King Kong makes the most of the audio technology available at the time. Although not the first film to showcase a soundtrack that moved with the film’s action, Max Steiner’s score certainly made an impact as a groundbreaker in this technology. In King Kong, the cinematic experience is enhanced by music which swells and falls in line with the film’s action. Sharp, angular orchestration is attached to battle scenes, while Ann Darrow has her own pretty musical motif – “Stolen Love”. King Kong‘s soundtrack confused critics on its release – it was referred to as part as the sound effects (rather than as a musical score) and described as comical and out of place: “How can there be a symphony orchestra in the heart of Africa? There should only be tom-toms”. (from http://www.scorereviews.com/reviews/review.aspx?id=450).

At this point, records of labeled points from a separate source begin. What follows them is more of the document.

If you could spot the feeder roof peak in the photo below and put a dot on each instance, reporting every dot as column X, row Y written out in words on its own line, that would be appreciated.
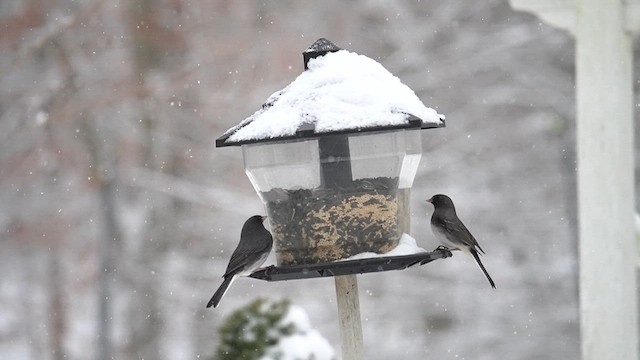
column 340, row 91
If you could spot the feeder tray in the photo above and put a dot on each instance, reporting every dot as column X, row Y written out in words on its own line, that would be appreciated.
column 347, row 267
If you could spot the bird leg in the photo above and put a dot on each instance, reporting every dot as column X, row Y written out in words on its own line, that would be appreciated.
column 442, row 247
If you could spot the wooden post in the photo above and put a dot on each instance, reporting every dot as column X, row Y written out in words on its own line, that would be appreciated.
column 604, row 89
column 608, row 306
column 349, row 316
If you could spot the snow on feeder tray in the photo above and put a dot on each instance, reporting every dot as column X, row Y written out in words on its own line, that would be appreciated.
column 333, row 157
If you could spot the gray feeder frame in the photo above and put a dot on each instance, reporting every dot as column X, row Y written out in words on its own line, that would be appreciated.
column 335, row 170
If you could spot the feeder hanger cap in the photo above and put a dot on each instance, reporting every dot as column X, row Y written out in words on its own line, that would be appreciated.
column 321, row 47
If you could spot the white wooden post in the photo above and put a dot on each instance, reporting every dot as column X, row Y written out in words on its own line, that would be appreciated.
column 608, row 314
column 608, row 300
column 349, row 316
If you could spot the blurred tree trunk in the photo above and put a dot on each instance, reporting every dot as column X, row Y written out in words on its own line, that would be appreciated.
column 103, row 161
column 151, row 43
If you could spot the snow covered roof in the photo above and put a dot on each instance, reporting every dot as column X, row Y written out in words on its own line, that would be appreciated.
column 340, row 91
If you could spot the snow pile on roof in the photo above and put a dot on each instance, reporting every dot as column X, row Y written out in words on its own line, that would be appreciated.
column 304, row 343
column 339, row 91
column 406, row 246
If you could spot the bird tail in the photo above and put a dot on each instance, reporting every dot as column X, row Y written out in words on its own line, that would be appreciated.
column 217, row 296
column 477, row 257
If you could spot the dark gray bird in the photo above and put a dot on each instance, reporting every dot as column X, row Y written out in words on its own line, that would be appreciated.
column 452, row 233
column 253, row 249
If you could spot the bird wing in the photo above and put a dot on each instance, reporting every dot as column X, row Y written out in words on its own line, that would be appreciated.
column 248, row 253
column 456, row 230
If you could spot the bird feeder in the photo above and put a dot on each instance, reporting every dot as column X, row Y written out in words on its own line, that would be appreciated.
column 333, row 157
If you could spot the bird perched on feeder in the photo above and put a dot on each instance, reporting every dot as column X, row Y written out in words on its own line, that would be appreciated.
column 452, row 233
column 253, row 249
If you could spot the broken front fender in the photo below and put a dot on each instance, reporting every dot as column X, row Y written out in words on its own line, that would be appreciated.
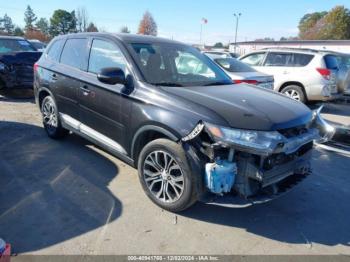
column 326, row 131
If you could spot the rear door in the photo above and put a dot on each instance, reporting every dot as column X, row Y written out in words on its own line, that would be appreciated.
column 65, row 76
column 103, row 107
column 332, row 64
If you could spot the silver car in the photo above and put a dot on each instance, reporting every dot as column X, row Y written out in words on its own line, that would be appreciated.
column 344, row 73
column 302, row 74
column 242, row 73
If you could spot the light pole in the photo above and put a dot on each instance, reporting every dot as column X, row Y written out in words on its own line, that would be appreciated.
column 238, row 16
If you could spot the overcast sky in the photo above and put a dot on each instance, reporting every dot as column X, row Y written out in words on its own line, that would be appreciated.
column 181, row 19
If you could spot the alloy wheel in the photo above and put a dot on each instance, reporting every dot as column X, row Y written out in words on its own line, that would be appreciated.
column 163, row 176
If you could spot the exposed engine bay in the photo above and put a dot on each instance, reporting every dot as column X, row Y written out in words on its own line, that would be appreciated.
column 254, row 163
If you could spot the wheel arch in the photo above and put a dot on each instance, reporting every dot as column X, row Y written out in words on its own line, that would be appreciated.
column 146, row 134
column 290, row 83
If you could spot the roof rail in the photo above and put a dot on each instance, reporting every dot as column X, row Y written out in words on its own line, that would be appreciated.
column 295, row 49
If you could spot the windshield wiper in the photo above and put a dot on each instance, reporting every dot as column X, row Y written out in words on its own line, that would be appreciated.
column 166, row 84
column 217, row 84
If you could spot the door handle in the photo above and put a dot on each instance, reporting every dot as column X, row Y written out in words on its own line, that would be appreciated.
column 54, row 77
column 85, row 90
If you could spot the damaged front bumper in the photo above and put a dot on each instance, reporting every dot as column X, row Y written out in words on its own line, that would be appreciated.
column 262, row 171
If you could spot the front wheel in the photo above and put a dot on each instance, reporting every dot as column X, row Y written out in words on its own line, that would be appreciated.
column 51, row 120
column 166, row 177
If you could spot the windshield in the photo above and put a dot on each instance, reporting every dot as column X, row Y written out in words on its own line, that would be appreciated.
column 233, row 65
column 15, row 45
column 176, row 65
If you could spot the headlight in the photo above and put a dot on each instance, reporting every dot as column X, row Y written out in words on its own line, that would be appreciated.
column 263, row 141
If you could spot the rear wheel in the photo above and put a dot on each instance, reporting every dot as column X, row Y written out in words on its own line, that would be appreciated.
column 295, row 92
column 51, row 120
column 165, row 175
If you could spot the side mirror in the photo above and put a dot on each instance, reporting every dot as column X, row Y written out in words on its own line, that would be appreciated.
column 112, row 76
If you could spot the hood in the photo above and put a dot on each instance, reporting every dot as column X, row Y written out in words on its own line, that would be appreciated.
column 261, row 77
column 247, row 107
column 23, row 58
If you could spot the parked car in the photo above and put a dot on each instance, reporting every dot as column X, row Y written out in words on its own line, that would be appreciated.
column 344, row 72
column 193, row 135
column 17, row 57
column 303, row 74
column 223, row 54
column 243, row 73
column 40, row 46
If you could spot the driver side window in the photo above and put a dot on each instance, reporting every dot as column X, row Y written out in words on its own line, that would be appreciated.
column 105, row 54
column 254, row 59
column 187, row 63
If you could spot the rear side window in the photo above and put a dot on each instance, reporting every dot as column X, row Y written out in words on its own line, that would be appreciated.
column 55, row 50
column 105, row 54
column 331, row 62
column 279, row 59
column 74, row 53
column 300, row 60
column 254, row 59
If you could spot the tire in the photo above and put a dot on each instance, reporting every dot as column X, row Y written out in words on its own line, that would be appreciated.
column 295, row 92
column 164, row 151
column 51, row 121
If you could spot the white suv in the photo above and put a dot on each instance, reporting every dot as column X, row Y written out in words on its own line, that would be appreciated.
column 302, row 74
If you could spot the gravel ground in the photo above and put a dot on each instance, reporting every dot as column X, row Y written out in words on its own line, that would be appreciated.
column 69, row 197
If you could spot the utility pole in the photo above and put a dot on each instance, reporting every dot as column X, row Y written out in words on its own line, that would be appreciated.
column 203, row 22
column 238, row 16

However King Kong’s influence on the film industry cannot be denied, and its ‘comical’ attempt to match the music of an orchestra to a jungle setting paved the way for modern soundtracking standards.
It would have been an amazing experience, entering a cinema and for the first time experiencing a really multidimensional film, where the soundtrack itself prompts an emotional response, rather than being just background noise. The soundtrack in King Kong adds another layer to the experience and encourages that fantastic sense of escapism that the cinema experience is really all about. And, in the height of the Depression, escapism would have been a welcome occurrence.
In stark contrast to King Kong’s orchestration, the soundtrack of Rose Hobart comes across as an oddity to a 21st century audience. It’s interesting that Rose Hobart too was made in a period when the technology WAS available to link imagery to music, but has been purposefully stripped of East of Borneo’s original soundtrack. The powerful directorial choice to disconnect the soundtrack from the visuals is as effective in creating atmosphere as the very different King Kong soundtrack. The looping music serves to highlight the sense we get from the visuals that Hobart is held in a kind of bubble, shuffling backwards and forwards within the frame of the camera’s vision, looking out of the visible scene and, from a different angle looking back in upon herself.
Which makes me wonder, what would film buffs in the period have thought of Rose Hobart’s soundtrack? Would the experience have been as strange and dislocating for them as it was for me? Or would it have been a familiar echo from a not so distant filmic past?
2 comments:
I definitely think viewers of Rose Hobart back in the 30s would have felt the same we did. As you said, they were already getting used to decent music with film- and this was a complete throwaway to that idea. Well maybe "the same" is a bit of an exaggeration, but at the very least, they would have found it random and/or sloppy: which was no doubt the intention.
Yes, I agree! I thought the music for Rose Hobart was terrible! Instead of adding to the experience it took something away from it...On the otherhand it definitely contributed to the feeling of the surreal when watching it!